Stage 2: the following day, empty the sugar into a large roasting tin lined with foil then place it in a warm oven, gas mark 3, 325°F (170°C), and allow it to warm gently for 10 minutes. Then place the preserving pan and its contents over a gentle heat and as soon as it starts to warm through tip the warmed sugar into the pan to join the rest. Now, using a large wooden spoon, stir the marmalade, keeping the heat gentle, until all the sugar crystals have fully dissolved. What you must not do is let the marmalade boil until all the sugar is completely dissolved. Keep looking at the back of the wooden spoon as you stir and when you are sure there are no more crystals left turn up the heat and let the marmalade bubble away gently – it can take 3-4 hours for it to darken and develop its lovely rich flavour.
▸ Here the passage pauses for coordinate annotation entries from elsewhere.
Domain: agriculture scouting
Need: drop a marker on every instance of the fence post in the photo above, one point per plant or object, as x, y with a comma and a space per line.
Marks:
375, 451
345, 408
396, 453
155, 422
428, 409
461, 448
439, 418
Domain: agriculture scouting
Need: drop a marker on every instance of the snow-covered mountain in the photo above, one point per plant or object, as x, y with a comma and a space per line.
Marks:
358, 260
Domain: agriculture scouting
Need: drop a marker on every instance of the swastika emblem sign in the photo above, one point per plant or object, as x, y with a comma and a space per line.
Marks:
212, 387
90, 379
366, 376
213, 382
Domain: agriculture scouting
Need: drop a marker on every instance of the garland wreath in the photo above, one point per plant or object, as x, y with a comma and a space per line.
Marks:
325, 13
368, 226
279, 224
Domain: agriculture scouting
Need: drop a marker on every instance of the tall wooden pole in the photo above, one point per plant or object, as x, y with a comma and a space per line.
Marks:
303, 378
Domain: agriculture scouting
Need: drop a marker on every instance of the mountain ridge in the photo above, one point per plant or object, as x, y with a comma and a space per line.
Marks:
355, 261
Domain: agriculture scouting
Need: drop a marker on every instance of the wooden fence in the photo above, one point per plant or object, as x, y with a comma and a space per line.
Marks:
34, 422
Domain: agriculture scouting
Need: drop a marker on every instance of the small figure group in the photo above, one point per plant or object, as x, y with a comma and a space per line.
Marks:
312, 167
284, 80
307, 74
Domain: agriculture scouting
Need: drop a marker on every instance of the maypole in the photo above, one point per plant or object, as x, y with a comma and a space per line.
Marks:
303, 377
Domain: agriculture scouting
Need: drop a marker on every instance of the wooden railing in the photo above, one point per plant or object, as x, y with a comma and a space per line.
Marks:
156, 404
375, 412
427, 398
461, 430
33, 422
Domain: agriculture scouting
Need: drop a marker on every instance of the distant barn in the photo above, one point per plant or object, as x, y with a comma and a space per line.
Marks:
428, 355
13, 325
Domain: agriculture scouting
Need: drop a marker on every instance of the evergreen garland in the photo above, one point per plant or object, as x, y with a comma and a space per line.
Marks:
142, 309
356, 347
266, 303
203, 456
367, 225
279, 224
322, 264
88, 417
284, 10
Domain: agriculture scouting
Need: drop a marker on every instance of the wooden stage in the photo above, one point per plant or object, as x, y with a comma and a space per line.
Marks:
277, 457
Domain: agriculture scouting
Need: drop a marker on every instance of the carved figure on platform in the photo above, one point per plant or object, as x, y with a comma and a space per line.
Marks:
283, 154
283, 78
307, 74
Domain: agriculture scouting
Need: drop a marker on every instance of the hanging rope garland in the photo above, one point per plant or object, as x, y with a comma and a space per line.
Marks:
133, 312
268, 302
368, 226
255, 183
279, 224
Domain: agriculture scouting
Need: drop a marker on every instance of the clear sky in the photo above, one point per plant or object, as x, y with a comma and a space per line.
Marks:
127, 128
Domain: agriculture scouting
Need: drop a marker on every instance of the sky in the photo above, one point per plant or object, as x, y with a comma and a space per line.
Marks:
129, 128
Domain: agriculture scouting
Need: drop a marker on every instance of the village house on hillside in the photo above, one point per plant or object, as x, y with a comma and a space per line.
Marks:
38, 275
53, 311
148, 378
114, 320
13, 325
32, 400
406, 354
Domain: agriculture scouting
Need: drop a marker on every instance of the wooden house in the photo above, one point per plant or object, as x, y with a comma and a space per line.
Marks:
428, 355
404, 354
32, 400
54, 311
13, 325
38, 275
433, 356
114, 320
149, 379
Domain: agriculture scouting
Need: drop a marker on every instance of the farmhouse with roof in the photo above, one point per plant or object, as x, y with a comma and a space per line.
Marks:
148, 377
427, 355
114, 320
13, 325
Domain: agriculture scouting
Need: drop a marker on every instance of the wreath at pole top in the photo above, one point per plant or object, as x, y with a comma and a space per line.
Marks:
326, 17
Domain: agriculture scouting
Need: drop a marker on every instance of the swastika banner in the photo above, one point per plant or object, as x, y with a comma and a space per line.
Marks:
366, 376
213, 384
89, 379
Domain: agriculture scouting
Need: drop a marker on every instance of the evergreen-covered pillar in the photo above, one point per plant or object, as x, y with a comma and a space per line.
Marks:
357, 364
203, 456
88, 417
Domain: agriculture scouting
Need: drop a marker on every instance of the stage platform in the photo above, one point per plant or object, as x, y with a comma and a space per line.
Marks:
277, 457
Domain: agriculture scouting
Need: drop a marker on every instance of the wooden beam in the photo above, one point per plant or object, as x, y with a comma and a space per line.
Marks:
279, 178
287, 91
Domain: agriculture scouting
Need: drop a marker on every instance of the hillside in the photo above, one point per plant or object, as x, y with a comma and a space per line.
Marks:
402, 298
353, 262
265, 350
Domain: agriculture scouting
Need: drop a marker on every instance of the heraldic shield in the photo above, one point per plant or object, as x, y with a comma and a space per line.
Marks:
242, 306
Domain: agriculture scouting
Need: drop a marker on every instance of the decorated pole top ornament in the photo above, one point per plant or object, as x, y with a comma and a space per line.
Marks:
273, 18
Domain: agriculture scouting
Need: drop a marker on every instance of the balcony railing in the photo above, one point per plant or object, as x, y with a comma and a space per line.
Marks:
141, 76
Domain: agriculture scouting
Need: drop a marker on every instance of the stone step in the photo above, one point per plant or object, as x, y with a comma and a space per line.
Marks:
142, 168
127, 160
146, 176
When the marmalade has been cooking for 2½ hours place some small flat plates in the fridge. Then to test for a set, after 3 hours draw the pan from the heat and spoon a teaspoonful of marmalade on to a chilled plate. Allow it to cool for a minute back in the fridge, then push it with your little finger – if a crinkly skin forms, it has reached setting point. If not, continue cooking and do more testing at 15-minute intervals. When it has set, leave the marmalade to cool for 30 minutes before ladling through a funnel into jars that have been washed thoroughly in warm soapy water, rinsed and dried, then warmed in a medium oven. Seal the jars with waxed discs while they are still hot, then label the next day when cold. Then, as soon as possible, make Chunky Marmalade Bread and Butter Pudding. It's utterly divine!